Hamlet and civil parish in North Yorkshire, England

Arrathorne is a hamlet and civil parish in the county of North Yorkshire, England. The settlement is 9 km south of Richmond, 9 km north-west of Bedale and 9 km east of Leyburn. The name has been recorded variously as Ergthorn, Erchethorn, Erghethorn, Erethorn and Arrowthorne.
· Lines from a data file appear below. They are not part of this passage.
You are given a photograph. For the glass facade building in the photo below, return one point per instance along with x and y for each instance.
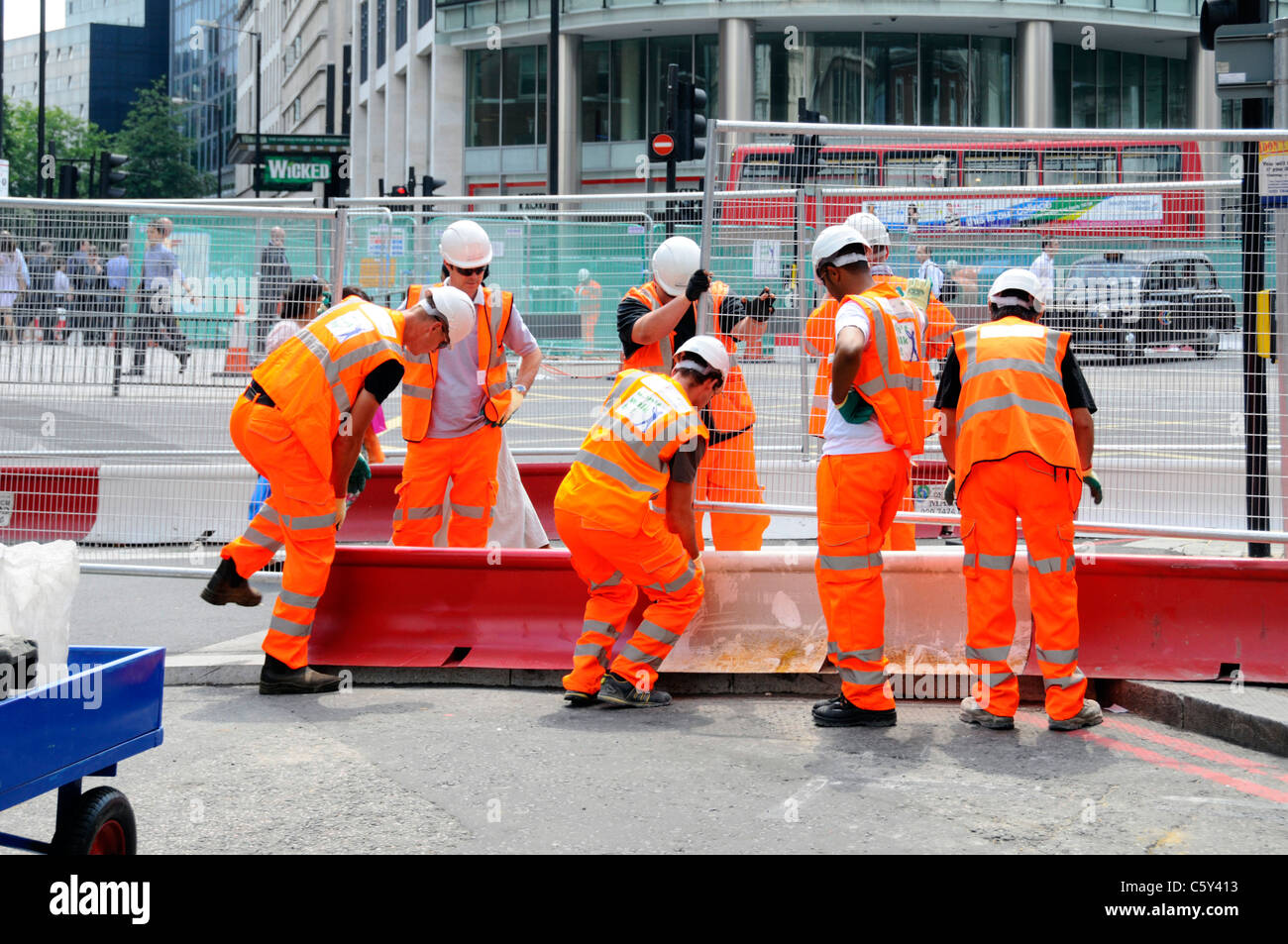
(204, 75)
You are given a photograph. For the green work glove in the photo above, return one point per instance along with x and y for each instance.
(1098, 491)
(855, 408)
(360, 476)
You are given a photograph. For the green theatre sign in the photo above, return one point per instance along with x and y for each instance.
(290, 172)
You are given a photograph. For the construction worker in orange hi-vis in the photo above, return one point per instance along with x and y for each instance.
(875, 424)
(1018, 436)
(644, 449)
(660, 314)
(300, 424)
(454, 407)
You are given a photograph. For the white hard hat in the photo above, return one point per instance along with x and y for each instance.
(674, 262)
(871, 228)
(455, 307)
(1013, 281)
(464, 244)
(708, 349)
(829, 245)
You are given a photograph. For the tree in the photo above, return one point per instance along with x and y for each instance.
(161, 155)
(65, 137)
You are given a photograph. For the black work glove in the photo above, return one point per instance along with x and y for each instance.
(698, 282)
(760, 308)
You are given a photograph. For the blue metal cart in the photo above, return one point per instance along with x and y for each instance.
(51, 737)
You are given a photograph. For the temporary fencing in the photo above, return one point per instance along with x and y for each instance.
(1149, 270)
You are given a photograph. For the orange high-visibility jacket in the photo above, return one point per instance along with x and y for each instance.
(316, 376)
(492, 321)
(885, 378)
(730, 408)
(658, 357)
(1013, 395)
(622, 463)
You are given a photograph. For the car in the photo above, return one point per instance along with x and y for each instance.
(1122, 303)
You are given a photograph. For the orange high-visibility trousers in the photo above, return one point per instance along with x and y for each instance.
(1046, 500)
(614, 567)
(728, 472)
(858, 497)
(469, 463)
(299, 515)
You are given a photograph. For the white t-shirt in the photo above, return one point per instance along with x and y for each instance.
(841, 437)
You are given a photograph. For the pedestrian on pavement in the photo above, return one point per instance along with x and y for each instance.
(155, 321)
(648, 442)
(1018, 438)
(928, 269)
(274, 275)
(875, 424)
(456, 402)
(1043, 266)
(300, 424)
(13, 282)
(589, 294)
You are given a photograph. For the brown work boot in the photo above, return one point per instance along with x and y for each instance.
(228, 586)
(278, 679)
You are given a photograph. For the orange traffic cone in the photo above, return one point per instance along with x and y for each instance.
(237, 357)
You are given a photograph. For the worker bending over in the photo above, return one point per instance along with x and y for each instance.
(300, 424)
(456, 402)
(1018, 438)
(874, 426)
(652, 321)
(644, 449)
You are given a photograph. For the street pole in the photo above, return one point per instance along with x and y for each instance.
(40, 108)
(259, 142)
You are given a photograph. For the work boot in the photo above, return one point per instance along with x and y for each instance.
(973, 713)
(616, 690)
(1089, 716)
(841, 712)
(278, 679)
(230, 586)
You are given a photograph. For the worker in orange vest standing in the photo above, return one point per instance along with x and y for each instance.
(454, 408)
(1018, 437)
(645, 447)
(875, 425)
(300, 424)
(660, 314)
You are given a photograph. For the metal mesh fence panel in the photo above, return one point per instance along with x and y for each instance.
(1144, 252)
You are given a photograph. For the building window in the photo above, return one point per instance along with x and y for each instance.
(364, 42)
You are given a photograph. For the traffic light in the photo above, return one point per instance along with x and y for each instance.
(803, 158)
(691, 123)
(68, 181)
(1218, 13)
(110, 175)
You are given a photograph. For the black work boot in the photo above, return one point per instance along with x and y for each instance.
(228, 586)
(619, 693)
(840, 712)
(278, 679)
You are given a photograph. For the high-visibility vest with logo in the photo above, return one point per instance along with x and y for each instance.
(316, 376)
(492, 320)
(622, 464)
(1013, 395)
(657, 357)
(890, 369)
(732, 410)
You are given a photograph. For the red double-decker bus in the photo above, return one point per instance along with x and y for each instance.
(997, 165)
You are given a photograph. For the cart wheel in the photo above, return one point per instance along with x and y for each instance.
(103, 824)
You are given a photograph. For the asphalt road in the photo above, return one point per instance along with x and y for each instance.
(511, 771)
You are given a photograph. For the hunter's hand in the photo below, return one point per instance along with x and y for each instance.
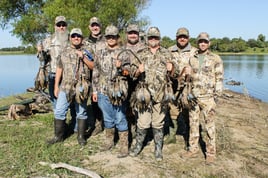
(169, 66)
(118, 63)
(79, 54)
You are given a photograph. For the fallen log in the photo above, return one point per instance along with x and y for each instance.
(71, 168)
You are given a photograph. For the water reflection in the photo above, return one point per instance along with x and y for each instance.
(17, 73)
(250, 70)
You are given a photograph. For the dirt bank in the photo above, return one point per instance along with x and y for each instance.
(242, 148)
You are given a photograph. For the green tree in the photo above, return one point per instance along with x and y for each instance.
(31, 20)
(167, 42)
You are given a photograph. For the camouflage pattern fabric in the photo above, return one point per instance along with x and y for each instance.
(182, 57)
(207, 75)
(207, 111)
(74, 72)
(54, 47)
(155, 70)
(105, 73)
(207, 83)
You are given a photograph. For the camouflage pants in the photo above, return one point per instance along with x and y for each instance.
(154, 118)
(203, 110)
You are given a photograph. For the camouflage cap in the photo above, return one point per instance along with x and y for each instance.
(133, 27)
(76, 31)
(182, 31)
(94, 20)
(60, 19)
(203, 36)
(111, 30)
(153, 31)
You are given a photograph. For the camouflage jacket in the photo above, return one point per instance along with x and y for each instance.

It means the shieling in a thorny thicket.
This may have referred to broom, the namesake of neighbouring Patrick Brompton, the parish to which Arrathorne has belonged, in the wapentake of Hang East.

From 1974 to 2023 it was part of the district of Richmondshire, it is now administered by the unitary North Yorkshire Council.
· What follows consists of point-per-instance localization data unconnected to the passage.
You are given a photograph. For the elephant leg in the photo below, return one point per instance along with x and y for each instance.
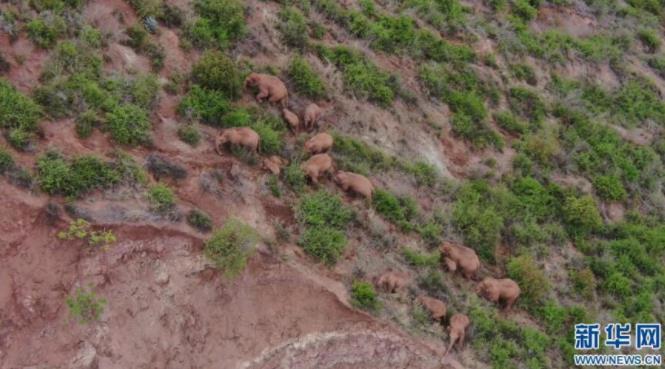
(263, 93)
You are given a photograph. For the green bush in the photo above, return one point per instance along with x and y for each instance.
(6, 161)
(295, 177)
(129, 125)
(199, 220)
(45, 31)
(231, 246)
(361, 76)
(323, 209)
(527, 104)
(649, 39)
(57, 176)
(220, 23)
(510, 123)
(162, 198)
(324, 243)
(189, 134)
(420, 259)
(364, 297)
(16, 110)
(399, 210)
(530, 277)
(305, 79)
(324, 218)
(84, 306)
(609, 188)
(477, 219)
(293, 28)
(217, 71)
(524, 10)
(581, 214)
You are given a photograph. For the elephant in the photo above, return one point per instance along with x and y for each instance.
(240, 136)
(391, 281)
(312, 114)
(355, 183)
(292, 119)
(319, 143)
(499, 289)
(462, 257)
(457, 331)
(317, 165)
(274, 164)
(270, 87)
(436, 307)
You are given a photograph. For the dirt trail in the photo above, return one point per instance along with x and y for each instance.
(168, 308)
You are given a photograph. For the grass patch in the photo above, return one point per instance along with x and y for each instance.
(231, 246)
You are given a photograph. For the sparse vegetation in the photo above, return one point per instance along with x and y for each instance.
(231, 246)
(324, 218)
(84, 306)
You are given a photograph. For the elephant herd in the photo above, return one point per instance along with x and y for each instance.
(319, 163)
(455, 257)
(465, 260)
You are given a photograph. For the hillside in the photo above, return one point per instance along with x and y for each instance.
(530, 131)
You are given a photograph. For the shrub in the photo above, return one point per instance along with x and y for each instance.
(584, 282)
(399, 210)
(419, 259)
(207, 105)
(527, 104)
(609, 188)
(217, 71)
(649, 39)
(324, 217)
(295, 177)
(510, 123)
(57, 176)
(84, 306)
(189, 134)
(424, 173)
(221, 23)
(306, 81)
(231, 246)
(362, 77)
(162, 198)
(324, 243)
(364, 297)
(323, 209)
(531, 279)
(85, 123)
(199, 220)
(293, 27)
(45, 31)
(160, 167)
(16, 110)
(82, 230)
(129, 125)
(6, 161)
(477, 220)
(581, 214)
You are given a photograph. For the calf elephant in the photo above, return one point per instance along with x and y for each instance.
(392, 281)
(457, 330)
(270, 87)
(316, 166)
(436, 307)
(460, 257)
(319, 143)
(241, 136)
(499, 289)
(355, 183)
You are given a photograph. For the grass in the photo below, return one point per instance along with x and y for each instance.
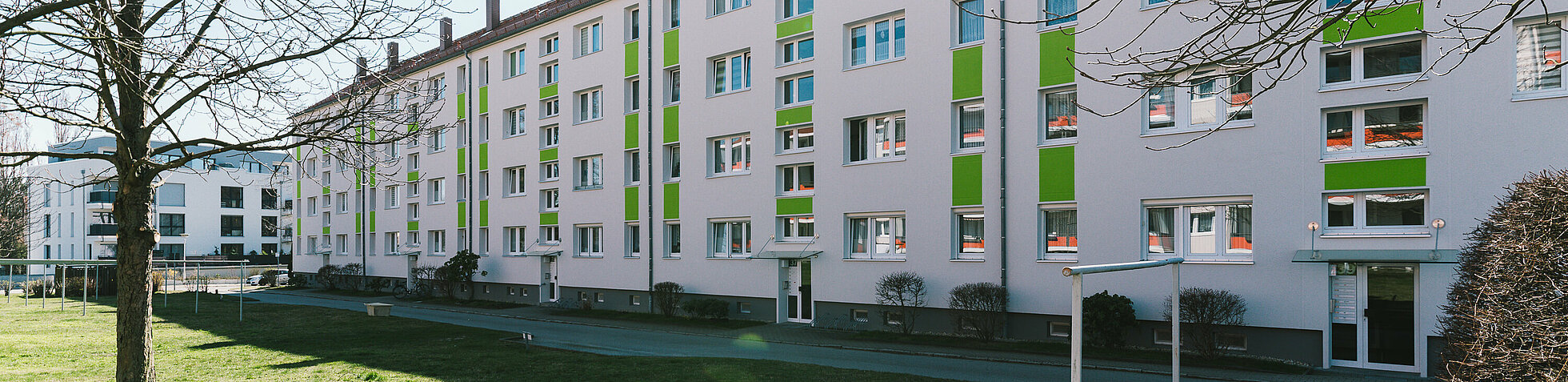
(1128, 354)
(311, 343)
(659, 318)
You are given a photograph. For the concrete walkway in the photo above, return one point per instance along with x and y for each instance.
(780, 341)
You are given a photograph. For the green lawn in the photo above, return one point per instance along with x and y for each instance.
(310, 343)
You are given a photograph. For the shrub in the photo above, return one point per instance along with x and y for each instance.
(1107, 318)
(979, 308)
(1205, 312)
(666, 296)
(903, 293)
(707, 308)
(1504, 318)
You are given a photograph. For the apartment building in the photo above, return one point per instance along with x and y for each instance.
(226, 205)
(590, 150)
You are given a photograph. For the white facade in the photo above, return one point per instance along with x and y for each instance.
(1236, 205)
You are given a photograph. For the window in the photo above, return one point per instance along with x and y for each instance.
(550, 199)
(590, 106)
(590, 173)
(1189, 231)
(514, 60)
(634, 239)
(590, 241)
(673, 163)
(797, 228)
(1378, 129)
(549, 235)
(516, 181)
(800, 50)
(231, 225)
(971, 27)
(1203, 104)
(1058, 11)
(731, 155)
(1380, 62)
(1058, 115)
(798, 90)
(797, 139)
(590, 38)
(877, 42)
(550, 137)
(1540, 57)
(516, 120)
(1383, 211)
(438, 243)
(233, 197)
(516, 239)
(797, 8)
(634, 167)
(970, 127)
(730, 5)
(731, 239)
(671, 239)
(877, 238)
(438, 191)
(797, 179)
(171, 223)
(173, 194)
(875, 137)
(1058, 235)
(731, 73)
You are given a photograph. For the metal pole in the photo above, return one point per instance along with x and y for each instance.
(1176, 323)
(1078, 329)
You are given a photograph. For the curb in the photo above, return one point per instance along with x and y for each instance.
(797, 343)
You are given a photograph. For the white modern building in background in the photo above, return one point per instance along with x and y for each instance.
(230, 205)
(591, 148)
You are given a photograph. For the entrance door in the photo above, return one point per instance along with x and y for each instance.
(798, 292)
(1374, 320)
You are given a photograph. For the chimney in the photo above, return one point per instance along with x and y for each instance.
(446, 34)
(491, 14)
(391, 55)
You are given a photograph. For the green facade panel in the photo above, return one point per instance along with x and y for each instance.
(792, 115)
(792, 207)
(968, 179)
(1377, 22)
(794, 27)
(1058, 173)
(968, 70)
(1056, 57)
(1375, 173)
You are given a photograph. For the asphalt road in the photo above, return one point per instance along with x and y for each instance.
(623, 341)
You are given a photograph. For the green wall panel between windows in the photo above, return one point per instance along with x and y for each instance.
(630, 203)
(1056, 57)
(968, 179)
(671, 125)
(671, 47)
(1375, 173)
(671, 200)
(630, 58)
(632, 122)
(792, 207)
(794, 27)
(1377, 22)
(1058, 173)
(792, 115)
(968, 68)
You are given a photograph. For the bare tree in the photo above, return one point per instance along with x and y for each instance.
(138, 71)
(1264, 42)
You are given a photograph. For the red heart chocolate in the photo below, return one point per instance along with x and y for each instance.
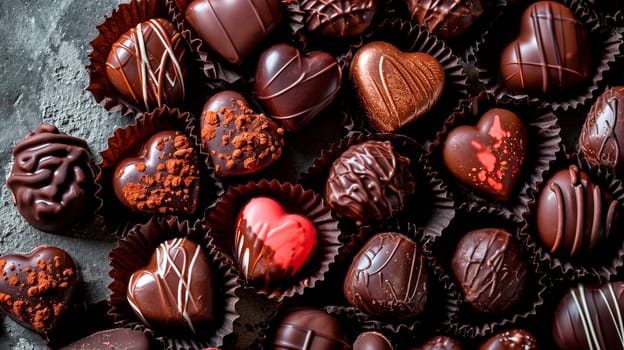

The nearest city to Arrathorne is Ripon. According to the 2001 census it had a population of 61. The population in 2011 census was 90 with an estimated population of the same number in 2015. It has neither pub nor public telephone box and is not on a bus route. The nearest bus stop is in Hunton, just over a mile away. The nearest national rail station on the East Coast Main Line is in Northallerton 18 km away.

There is one recorded descriptive gazetteer entry, in John Bartholomew's Gazetteer of the British Isles, "Arrathorne, township, North-Riding Yorkshire, 5 miles NE. of Leyburn, 671 ac., pop. 62."